Can someone help me proof that for any $\displaystyle x \in (-1,1)$ we have $\displaystyle ln(1-x) = -\sum_{n=1}^{\infty}{\frac{x^n}{n}}$
thanks

2. Originally Posted by bram kierkels
Can someone help me proof that for any $\displaystyle x \in (-1,1)$ we have $\displaystyle ln(1-x) = -\sum_{n=1}^{\infty}{\frac{x^n}{n}}$
thanks
Hints:
$\displaystyle \sum\limits_{n = 0}^\infty {x^n } = \frac{1} {{1 - x}}\;\& \,\frac{d} {{dx}}\ln (1 - x) = ?$

3. or $\displaystyle -\ln (1-x)=\int_{0}^{x}{\frac{dt}{1-t}},$ and you can use geometric series there to change the sum by the integral.

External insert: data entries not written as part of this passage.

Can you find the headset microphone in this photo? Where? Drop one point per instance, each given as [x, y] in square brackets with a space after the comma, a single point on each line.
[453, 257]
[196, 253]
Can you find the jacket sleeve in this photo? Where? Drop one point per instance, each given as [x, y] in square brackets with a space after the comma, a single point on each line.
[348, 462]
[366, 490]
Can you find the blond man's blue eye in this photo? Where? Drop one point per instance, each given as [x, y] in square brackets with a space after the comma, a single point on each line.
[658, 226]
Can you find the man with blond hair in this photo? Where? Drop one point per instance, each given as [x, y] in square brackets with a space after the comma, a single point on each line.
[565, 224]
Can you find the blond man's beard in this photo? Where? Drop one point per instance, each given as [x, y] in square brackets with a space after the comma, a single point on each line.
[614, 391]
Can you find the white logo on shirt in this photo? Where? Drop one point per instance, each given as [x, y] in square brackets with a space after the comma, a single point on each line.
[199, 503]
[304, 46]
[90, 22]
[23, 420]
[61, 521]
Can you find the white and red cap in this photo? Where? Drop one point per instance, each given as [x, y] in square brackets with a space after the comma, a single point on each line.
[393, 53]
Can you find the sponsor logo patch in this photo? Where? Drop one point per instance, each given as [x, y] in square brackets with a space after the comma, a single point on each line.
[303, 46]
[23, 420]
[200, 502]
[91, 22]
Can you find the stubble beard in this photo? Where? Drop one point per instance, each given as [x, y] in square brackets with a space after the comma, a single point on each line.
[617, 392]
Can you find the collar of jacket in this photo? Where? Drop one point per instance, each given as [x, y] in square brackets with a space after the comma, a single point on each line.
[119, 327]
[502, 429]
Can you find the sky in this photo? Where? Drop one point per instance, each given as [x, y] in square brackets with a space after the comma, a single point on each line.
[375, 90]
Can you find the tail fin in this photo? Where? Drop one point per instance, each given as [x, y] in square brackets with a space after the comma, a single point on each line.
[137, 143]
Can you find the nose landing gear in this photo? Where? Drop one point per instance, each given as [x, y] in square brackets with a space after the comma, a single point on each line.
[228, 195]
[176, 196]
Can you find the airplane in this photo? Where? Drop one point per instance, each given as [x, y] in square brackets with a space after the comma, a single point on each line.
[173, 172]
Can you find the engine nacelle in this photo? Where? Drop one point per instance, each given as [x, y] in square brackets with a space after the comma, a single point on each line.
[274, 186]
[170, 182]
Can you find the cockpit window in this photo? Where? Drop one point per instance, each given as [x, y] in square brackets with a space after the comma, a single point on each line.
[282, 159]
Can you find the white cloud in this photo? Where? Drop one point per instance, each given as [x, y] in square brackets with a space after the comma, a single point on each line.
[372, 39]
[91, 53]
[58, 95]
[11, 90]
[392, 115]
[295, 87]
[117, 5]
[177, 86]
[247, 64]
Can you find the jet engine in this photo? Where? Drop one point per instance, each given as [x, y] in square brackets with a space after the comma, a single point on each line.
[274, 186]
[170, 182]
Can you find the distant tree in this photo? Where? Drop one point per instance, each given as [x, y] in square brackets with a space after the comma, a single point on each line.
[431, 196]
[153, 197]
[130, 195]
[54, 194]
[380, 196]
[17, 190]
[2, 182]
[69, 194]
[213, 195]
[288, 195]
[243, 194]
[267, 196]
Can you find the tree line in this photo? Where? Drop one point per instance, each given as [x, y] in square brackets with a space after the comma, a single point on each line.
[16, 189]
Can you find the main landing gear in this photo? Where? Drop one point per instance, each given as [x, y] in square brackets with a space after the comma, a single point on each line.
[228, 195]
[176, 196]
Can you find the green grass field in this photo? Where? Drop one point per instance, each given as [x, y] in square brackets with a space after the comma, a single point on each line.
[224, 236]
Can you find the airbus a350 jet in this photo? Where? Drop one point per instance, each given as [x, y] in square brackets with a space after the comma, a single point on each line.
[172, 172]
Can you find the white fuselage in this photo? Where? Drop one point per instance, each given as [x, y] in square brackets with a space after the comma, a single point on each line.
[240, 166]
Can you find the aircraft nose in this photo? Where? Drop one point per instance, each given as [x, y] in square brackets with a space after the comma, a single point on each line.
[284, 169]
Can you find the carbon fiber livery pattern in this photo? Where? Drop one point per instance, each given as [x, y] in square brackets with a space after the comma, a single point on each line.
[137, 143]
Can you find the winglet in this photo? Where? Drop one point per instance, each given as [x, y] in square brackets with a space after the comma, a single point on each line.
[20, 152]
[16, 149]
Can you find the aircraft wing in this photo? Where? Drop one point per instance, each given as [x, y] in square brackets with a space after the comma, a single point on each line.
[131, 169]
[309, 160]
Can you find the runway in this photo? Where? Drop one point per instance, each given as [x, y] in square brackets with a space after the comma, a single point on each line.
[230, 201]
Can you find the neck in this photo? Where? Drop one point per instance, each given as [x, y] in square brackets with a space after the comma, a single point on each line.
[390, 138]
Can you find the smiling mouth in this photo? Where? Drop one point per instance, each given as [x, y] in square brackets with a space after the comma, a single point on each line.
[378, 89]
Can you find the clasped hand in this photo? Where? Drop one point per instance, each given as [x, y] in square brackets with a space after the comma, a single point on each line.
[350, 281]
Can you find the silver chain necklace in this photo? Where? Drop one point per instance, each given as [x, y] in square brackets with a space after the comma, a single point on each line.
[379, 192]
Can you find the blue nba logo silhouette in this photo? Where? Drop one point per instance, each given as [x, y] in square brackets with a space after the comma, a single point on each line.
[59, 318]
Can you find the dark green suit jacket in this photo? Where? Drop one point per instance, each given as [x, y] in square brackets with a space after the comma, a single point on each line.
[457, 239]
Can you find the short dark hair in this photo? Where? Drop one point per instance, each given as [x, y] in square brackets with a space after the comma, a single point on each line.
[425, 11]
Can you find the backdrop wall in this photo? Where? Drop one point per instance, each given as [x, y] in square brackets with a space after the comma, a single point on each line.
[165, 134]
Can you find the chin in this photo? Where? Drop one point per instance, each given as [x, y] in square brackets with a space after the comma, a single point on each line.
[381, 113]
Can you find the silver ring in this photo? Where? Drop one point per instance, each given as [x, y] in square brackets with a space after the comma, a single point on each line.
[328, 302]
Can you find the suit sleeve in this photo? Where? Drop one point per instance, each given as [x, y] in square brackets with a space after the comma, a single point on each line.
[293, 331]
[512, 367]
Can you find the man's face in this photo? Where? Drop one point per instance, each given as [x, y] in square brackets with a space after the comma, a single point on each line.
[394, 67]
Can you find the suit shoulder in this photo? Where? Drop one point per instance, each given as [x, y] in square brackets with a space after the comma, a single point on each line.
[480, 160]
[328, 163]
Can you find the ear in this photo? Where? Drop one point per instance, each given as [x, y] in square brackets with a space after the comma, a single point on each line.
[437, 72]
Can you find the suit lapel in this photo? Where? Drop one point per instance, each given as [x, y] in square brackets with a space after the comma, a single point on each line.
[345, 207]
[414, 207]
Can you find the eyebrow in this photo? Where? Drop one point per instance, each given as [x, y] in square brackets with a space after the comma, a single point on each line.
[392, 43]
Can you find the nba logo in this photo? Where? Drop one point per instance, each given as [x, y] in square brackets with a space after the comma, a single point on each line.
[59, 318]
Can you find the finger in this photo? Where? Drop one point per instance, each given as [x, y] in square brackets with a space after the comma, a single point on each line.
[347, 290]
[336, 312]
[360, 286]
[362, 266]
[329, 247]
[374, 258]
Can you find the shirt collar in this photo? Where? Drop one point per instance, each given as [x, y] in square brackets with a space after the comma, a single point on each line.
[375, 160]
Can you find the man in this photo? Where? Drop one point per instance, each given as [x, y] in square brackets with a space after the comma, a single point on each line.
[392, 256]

note that it's actually for $\displaystyle x\in[-1,1).$

4. Originally Posted by bram kierkels
Can someone help me proof that for any $\displaystyle x \in (-1,1)$ we have $\displaystyle ln(1-x) = -\sum_{n=1}^{\infty}{\frac{x^n}{n}}$
thanks

From power series we know that $\displaystyle \frac{1}{1-x}=\sum\limits_{n=0}^\infty x^n\,,\,\,\forall\,x\in\,(-1,1)\,\Longrightarrow -\ln(1-x)=\int\frac{1}{1-x}\,dx=\sum\limits_{n=0}^\infty\int x^n dx$ $\displaystyle =\sum\limits_{n=0}^\infty\frac{x^{n+1}}{n+1}\,,\,\ ,\forall\,x\in\,(-1,1)$